Resort finansów ugiął się i odkręcił kurek z pieniędzmi na największy rządowy projekt IT e-zdrowie - ujawnia "Puls Biznesu".

Jak wynika z informacji "Pulsu Biznesu", Ministerstwo Finansów przestało blokować start wartego ponad pół miliarda systemu e-zdrowie i zapaliło dla Centrum Systemów Informatycznych Ochrony Zdrowia (CSIOZ) zielone światło do podpisania umów z wykonawcami.

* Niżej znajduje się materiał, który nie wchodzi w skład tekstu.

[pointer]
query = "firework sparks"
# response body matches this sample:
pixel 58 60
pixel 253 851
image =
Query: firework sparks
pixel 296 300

Pod koniec maja CSIOZ groził kompletny paraliż. Centrum nie miało pieniędzy na podpisanie umów z wykonawcami platformy. Brakowało także na pensje dla pracowników i opłacenie rachunków. Wszystko to za sprawą resortu finansów, który zakręcił kurek z pieniędzmi.

Platforma jest finansowana w 85 proc. z funduszy unijnych, a ministerstwo przestraszyło się, że - z uwagi na afery korupcyjne w obszarze rządowego IT - będzie musiało zwrócić Brukseli pieniądze, które przekaże na jej budowę. To już jednak przeszłość.

Start projektu e-zdrowie cieszy Wacława Iszkowskiego, szefa Polskiej Izby Informatyki i Telekomunikacji. Według niego, pokazuje to, że z informatyzacją państwa i rządowymi projektami IT nie jest tak źle, jak się to przedstawia w ostatnich miesiącach.